# To many fish dieing



## Jim 642 (Nov 2, 2012)

Had Tank about 8 months my parameters Ammonia 0 ppm. Nitrite 0ppm. Nitrate 20 ppm. PH 76. Keep buying fish they don't live long. Some last a few weeks some die in a few days. Had trouble with Panda cats at first but now have 4 Pandas & 1 Julie for 4 or 5 mos. Doing ok. Been buying Guppies had 10 female and 5 male. Now i have 6 females 1 male all within last 3 weeks. Forgot my tank is 38 gal. Had 11 neons now have 6. Thanks for any help you can give me. Jim.


----------



## CAM (Jan 27, 2013)

How are you acclimating them, Jim?

Is your Ph steady?

Are you matching the temp of new water when doing water changes?


----------



## Jim 642 (Nov 2, 2012)

Hi Cam. Been putting bag in tank for about 1 hr and putting a little water in bag 10 min apart. PH is steady. Keeping temp about the same. Jim.


----------



## CAM (Jan 27, 2013)

Sounds reasonable. Maybe try drip acclimating them.

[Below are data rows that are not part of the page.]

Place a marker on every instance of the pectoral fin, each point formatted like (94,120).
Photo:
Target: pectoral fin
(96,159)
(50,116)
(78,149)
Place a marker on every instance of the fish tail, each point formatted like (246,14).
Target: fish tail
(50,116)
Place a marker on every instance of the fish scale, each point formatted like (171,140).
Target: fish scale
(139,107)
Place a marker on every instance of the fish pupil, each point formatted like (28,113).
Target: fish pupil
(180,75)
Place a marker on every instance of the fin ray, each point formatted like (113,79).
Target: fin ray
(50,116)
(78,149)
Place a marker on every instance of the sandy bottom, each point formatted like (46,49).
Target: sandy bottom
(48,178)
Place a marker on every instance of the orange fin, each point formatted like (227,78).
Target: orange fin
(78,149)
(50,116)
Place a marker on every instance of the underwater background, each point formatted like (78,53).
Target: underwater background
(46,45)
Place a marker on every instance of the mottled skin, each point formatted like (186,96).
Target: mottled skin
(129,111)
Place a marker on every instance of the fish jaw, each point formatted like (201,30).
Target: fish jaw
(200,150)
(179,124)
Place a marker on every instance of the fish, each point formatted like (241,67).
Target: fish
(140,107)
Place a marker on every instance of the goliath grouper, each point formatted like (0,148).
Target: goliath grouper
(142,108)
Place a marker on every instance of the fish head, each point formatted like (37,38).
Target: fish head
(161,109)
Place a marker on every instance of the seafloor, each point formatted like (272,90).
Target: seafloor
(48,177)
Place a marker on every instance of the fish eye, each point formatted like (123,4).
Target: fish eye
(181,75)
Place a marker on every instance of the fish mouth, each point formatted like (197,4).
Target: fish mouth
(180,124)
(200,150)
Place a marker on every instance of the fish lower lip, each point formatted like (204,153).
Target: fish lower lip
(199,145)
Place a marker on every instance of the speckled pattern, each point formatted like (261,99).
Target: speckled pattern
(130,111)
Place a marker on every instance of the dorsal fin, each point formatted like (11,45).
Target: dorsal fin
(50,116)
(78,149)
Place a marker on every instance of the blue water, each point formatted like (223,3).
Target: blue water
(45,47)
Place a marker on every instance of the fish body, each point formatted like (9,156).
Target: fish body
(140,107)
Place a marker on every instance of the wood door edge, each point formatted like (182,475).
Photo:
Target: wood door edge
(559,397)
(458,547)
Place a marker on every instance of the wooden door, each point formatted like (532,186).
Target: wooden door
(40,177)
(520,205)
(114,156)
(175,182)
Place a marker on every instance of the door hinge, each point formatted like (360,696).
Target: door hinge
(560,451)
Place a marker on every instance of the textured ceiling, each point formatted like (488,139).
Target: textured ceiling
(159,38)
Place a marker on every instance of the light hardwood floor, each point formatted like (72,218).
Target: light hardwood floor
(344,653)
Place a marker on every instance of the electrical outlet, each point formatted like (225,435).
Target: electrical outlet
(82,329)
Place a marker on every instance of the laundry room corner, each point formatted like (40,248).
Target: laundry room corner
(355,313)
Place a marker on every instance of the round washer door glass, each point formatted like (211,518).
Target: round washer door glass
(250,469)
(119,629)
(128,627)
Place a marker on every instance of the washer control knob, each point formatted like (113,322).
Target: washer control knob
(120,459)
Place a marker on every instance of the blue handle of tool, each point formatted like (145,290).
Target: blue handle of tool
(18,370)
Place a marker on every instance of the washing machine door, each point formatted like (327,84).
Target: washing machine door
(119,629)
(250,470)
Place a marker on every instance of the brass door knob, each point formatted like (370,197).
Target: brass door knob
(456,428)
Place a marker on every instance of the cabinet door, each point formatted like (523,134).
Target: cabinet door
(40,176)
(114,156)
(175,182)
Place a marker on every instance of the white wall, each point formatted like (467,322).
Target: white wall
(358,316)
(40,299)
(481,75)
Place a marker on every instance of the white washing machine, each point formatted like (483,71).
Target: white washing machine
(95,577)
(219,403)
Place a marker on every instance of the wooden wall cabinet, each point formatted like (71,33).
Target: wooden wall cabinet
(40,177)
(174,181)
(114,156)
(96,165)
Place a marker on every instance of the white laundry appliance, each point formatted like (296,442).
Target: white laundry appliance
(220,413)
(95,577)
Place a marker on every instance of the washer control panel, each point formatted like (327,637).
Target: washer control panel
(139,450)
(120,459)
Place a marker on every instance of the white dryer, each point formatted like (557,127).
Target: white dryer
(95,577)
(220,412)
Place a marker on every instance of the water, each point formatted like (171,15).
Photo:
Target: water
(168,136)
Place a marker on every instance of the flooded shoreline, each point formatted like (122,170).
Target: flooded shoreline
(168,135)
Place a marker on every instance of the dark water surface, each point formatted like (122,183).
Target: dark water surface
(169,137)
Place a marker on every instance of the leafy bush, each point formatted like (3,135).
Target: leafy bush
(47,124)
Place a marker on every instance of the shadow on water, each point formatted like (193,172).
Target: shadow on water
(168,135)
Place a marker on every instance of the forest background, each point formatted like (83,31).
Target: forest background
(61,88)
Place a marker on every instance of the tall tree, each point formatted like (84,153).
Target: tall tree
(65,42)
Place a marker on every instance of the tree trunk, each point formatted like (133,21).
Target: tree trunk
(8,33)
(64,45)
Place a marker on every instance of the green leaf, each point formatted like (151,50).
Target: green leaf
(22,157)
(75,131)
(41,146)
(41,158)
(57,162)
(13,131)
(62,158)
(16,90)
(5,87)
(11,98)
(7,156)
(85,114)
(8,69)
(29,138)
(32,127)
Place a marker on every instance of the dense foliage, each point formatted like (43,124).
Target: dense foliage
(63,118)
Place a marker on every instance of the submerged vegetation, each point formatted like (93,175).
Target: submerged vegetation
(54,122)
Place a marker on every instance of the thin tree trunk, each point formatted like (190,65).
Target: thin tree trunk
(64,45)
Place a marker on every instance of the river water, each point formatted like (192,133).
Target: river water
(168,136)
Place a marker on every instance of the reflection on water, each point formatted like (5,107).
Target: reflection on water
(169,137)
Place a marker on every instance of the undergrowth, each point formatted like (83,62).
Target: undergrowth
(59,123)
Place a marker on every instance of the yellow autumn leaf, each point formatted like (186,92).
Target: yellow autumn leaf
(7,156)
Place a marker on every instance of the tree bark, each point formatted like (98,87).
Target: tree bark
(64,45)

http://www.aquariumforum.com/f2/drip-acclimating-fish-11327.html


----------



## zwanged (Nov 4, 2012)

Hi Jim,

Which dechlorinator are you using, Prime?

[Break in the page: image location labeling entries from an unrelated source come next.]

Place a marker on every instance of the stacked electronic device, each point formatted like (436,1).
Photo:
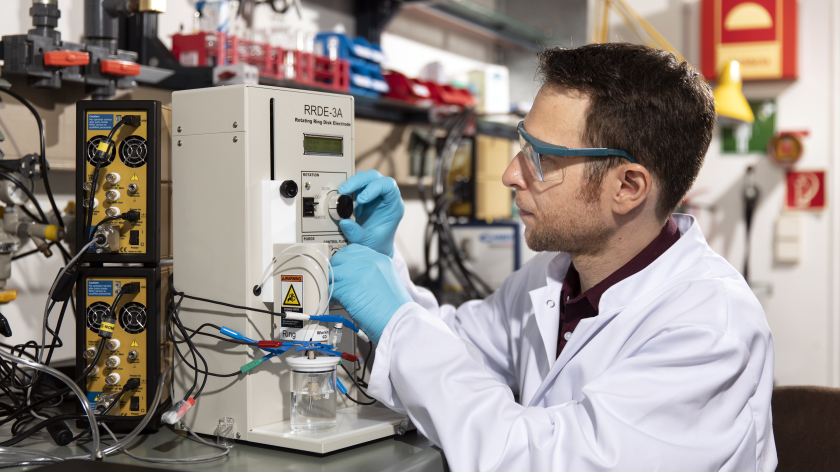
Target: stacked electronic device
(123,189)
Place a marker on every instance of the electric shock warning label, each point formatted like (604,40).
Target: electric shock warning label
(100,288)
(291,286)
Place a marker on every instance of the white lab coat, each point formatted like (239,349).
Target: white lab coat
(674,374)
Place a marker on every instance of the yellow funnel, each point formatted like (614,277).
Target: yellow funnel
(729,100)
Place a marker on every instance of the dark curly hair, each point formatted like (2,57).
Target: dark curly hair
(643,101)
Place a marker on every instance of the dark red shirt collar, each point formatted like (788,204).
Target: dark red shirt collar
(575,306)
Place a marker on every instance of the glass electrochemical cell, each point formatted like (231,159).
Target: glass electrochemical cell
(313,393)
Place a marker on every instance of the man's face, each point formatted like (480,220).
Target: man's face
(558,216)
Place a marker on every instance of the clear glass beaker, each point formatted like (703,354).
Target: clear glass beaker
(313,400)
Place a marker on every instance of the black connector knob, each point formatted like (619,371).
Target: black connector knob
(132,384)
(288,189)
(341,207)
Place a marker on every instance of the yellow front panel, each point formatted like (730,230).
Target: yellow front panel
(128,158)
(133,313)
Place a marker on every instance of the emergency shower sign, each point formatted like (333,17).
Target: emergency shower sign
(291,289)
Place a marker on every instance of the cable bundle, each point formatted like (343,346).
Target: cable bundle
(442,195)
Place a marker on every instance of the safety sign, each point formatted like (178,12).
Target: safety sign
(291,288)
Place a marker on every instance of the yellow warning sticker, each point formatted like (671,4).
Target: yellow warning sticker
(292,290)
(291,297)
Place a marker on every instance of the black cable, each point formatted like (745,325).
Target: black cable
(198,331)
(67,417)
(56,341)
(43,146)
(174,314)
(365,358)
(29,253)
(98,158)
(63,391)
(229,305)
(358,387)
(28,193)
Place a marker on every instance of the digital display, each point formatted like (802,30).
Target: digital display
(325,145)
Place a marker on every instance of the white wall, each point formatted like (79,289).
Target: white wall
(799,299)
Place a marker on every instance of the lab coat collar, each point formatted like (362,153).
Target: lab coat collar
(679,257)
(546,303)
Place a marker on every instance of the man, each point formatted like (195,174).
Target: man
(630,345)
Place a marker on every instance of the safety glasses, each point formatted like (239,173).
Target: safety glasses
(548,161)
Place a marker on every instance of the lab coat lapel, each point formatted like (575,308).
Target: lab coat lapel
(678,258)
(587,329)
(548,317)
(546,303)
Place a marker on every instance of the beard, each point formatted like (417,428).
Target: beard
(574,228)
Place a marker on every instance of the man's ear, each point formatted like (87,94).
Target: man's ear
(630,185)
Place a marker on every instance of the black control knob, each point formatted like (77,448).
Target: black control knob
(288,189)
(341,207)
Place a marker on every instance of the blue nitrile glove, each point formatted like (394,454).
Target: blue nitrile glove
(367,285)
(379,209)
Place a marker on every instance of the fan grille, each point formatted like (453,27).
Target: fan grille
(133,151)
(95,312)
(133,318)
(93,143)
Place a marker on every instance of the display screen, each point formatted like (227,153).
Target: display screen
(331,146)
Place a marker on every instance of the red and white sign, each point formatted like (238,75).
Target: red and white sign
(759,34)
(805,190)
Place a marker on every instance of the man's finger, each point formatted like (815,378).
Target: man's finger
(385,187)
(350,252)
(358,181)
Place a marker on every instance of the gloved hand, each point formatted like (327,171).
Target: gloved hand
(367,285)
(379,209)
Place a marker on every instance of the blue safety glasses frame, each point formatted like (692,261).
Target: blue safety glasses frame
(548,161)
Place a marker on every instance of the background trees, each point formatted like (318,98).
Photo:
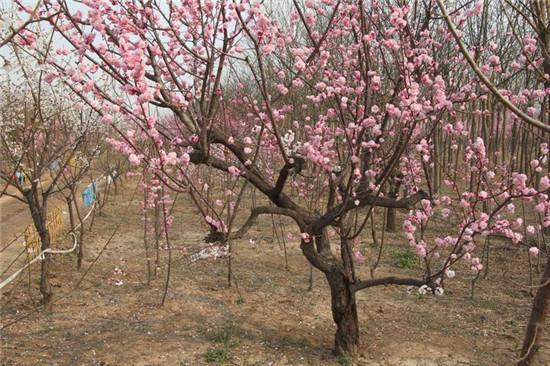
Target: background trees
(327,113)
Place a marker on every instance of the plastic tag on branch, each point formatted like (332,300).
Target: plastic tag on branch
(216,250)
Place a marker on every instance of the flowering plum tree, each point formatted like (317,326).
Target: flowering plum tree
(42,134)
(321,107)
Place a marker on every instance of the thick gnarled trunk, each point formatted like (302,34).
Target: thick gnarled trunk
(344,313)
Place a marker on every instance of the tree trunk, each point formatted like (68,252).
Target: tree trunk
(535,327)
(38,215)
(390,220)
(344,313)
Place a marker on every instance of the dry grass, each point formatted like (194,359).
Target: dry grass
(270,319)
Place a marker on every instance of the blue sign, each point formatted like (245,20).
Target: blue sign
(89,194)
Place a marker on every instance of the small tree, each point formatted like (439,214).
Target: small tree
(317,111)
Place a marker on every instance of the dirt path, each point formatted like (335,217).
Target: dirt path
(14,219)
(113,318)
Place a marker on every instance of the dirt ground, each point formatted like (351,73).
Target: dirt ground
(268,318)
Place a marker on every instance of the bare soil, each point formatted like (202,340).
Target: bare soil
(267,317)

What is your water change schedule?

Are any fish getting stressed/bullied by other fish?

-Zeke


----------



## coralbandit (Jul 29, 2012)

Cam and Zeke offer good advice.
I too wonder about your water change schedule?
Drip acclimating is the way to go.I even use clean painter bucket(1 or 2 Qts.) inside 5 gallon(as often the LFS doesn't give you aalot of water).I let it drip till small bucket over flows,sometimes many times for sensative fish.
Your basic water quality seems good so possibly check your kH(carbonate hardness) and gH (general hardness).
A list of all in the tank would be helpful also.


----------



## CAM (Jan 27, 2013)

I started using this recently for drip acclimating. Easy and effective.

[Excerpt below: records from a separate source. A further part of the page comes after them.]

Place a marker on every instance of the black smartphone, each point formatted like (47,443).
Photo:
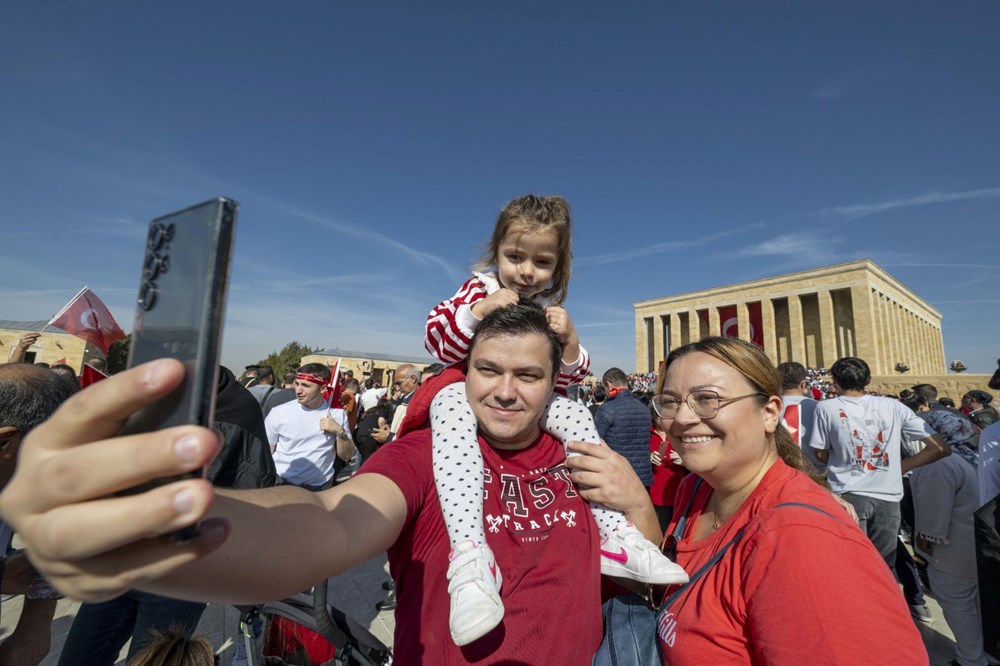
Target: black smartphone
(179,314)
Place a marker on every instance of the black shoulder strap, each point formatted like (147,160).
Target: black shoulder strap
(722,551)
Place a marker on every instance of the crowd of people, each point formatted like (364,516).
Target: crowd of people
(712,493)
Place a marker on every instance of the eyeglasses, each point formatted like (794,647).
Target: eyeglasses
(704,404)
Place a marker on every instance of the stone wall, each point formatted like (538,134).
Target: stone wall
(953,385)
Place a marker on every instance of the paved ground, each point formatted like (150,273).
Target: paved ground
(356,593)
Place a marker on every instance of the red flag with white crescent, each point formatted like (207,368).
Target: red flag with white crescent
(86,316)
(792,420)
(333,389)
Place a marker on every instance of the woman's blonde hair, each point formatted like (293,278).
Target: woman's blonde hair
(173,648)
(536,213)
(751,362)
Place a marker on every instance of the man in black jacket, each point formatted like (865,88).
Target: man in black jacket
(623,423)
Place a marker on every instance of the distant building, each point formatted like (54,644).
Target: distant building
(381,367)
(813,317)
(54,346)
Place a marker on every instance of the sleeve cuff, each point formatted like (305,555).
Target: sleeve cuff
(933,539)
(569,368)
(467,322)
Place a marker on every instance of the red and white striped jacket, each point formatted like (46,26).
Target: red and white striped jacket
(451,324)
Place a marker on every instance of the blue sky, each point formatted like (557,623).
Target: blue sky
(372,144)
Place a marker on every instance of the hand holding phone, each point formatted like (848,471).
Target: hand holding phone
(179,314)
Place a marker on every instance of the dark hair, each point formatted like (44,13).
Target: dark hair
(29,396)
(523,318)
(751,362)
(792,374)
(318,369)
(981,397)
(536,213)
(912,399)
(851,373)
(64,371)
(173,648)
(615,376)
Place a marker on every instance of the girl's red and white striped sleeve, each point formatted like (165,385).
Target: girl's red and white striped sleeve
(573,373)
(450,324)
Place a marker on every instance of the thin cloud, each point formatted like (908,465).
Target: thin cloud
(360,231)
(855,211)
(932,265)
(831,90)
(803,246)
(659,248)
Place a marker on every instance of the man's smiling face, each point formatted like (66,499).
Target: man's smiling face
(508,385)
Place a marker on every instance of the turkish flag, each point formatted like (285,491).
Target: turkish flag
(730,323)
(90,375)
(792,422)
(85,316)
(333,390)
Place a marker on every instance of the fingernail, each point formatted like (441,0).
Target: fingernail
(153,373)
(184,501)
(186,448)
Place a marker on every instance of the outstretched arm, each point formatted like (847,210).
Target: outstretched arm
(92,545)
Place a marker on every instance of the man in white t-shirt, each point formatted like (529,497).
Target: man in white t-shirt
(798,410)
(989,463)
(310,440)
(859,437)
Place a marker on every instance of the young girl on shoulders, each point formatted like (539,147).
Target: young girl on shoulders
(528,256)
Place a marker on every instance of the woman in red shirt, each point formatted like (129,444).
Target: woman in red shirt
(667,473)
(779,572)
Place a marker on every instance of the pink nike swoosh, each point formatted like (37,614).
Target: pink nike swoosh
(617,557)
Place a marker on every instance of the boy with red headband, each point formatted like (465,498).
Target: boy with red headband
(309,437)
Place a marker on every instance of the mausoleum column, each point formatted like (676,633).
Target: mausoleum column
(827,329)
(864,333)
(770,336)
(743,321)
(796,333)
(675,331)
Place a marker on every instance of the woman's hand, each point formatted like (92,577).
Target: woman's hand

Aquarium Acclimation Kit: Reef Gently AccliMate Pro


----------



## hotwingz (Mar 3, 2013)

How thick is your substrate? You might be getting pockets of toxic gasses that are getting released and not transfered into safe levels.


----------



## zwanged (Nov 4, 2012)

Jim...just passing this info along from your PM ... doing water changes 30-35% a week sounds about right.

-Zeke


----------



## Manafel (Sep 4, 2011)

All good advice that everyone is offering... But, are you getting all of these fish from the same store?


----------



## hotwingz (Mar 3, 2013)

*i/a* this is a good point.


----------



## Brian757 (Sep 24, 2012)

Valid point. 

A few things to try:
1) Oxygenating the water. Get a bubbler/air stone and get some O2 in the water. 

2) Using a different source for your livestock needs.

3) Describing how your fish are dying. Describe some of their symptoms before death. Are they surfacing a lot? Heavy breathing/gill movement? Loss of appetite?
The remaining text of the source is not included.